Genome-wide selection (GWS) was first proposed by Meuwissen et al. (2001) and is a form of molecular-marker assisted selection that simultaneously predicts the genetic effects of hundreds or thousands of DNA markers on phenotypes (Resende et al., 2008). These markers, which are in linkage disequilibrium (LD) with the QTL, can have both large and small effects and can account for nearly all of the genetic variation within a quantitative trait (Resende et al., 2008). Additionally, whole genome prediction tends to be more accurate because it better accommodates the variation created by Mendelian segregation during gamete formation (Resende et al., 2008; Zapata-Velenzuela et al., 2013).

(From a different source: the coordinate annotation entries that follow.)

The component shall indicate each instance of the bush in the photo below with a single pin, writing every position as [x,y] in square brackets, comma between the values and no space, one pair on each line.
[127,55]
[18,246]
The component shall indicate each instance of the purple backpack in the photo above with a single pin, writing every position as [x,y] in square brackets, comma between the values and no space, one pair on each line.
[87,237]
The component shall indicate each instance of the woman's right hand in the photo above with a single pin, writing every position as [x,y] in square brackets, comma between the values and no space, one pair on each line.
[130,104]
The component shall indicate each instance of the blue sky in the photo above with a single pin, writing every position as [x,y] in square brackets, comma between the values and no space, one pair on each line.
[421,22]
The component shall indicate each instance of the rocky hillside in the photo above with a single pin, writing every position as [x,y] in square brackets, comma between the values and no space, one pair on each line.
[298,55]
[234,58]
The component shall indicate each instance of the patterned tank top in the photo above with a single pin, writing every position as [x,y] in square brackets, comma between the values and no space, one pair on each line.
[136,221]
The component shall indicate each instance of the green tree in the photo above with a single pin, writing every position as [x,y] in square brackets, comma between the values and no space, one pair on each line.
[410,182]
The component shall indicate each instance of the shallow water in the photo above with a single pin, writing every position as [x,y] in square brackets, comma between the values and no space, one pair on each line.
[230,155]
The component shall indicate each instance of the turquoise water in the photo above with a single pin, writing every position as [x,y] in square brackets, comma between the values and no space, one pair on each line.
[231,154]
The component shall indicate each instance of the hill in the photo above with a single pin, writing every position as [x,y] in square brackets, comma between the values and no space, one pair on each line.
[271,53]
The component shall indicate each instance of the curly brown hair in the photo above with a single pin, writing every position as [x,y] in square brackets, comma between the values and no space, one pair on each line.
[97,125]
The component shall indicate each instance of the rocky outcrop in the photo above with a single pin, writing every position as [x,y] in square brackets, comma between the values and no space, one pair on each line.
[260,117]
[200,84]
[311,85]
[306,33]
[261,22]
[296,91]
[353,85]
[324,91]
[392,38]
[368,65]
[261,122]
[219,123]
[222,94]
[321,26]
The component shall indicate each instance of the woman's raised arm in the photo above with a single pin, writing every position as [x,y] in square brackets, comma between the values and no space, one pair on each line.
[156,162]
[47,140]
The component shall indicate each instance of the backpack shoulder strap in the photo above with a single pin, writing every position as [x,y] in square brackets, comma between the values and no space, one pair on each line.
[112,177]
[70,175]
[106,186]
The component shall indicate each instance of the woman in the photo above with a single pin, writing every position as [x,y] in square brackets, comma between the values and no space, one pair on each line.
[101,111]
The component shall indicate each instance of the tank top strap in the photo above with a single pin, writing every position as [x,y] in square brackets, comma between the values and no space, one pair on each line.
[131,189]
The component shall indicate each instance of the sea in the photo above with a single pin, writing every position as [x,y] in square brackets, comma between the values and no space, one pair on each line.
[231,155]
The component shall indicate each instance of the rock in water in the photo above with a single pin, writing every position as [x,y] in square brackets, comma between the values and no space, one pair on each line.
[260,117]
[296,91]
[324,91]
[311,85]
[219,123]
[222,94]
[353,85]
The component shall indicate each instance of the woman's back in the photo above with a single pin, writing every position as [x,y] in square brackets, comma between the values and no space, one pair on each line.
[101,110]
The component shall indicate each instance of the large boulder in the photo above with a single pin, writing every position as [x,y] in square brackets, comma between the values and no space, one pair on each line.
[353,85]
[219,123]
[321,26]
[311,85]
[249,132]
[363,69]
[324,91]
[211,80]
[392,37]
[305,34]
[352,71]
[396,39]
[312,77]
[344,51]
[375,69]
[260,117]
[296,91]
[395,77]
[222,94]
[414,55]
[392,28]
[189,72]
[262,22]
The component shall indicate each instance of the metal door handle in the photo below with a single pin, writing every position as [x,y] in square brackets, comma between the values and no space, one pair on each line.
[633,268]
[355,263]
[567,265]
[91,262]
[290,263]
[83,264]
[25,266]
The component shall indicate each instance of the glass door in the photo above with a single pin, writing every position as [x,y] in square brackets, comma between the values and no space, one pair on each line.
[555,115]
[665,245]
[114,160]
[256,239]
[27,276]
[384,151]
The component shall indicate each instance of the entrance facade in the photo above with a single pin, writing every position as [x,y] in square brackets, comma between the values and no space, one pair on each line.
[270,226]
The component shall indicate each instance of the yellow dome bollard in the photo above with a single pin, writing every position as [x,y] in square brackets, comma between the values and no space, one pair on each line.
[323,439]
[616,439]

The increasing availability and decreasing costs of molecular markers spanning the whole genome has led to the implementation of large-scale genomic selection in breeding programs for different species (Misztal et al., 2009; Zhong et al., 2009; Daetwyler et al., 2010; Grattapaglia and Resende, 2011; Resende et al., 2012; Resende Júnior et al., 2012). GWS has promise for use in breeding programs because of the efficient selection of traits with low heritability, permitting the best use of available genetic resources by selecting appropriate genetic crosses, and increasing genetic gain per unit time as it enables early identification of the best individuals for selection (Legarra et al., 2008; Daetwyler et al., 2013; Resende et al., 2014).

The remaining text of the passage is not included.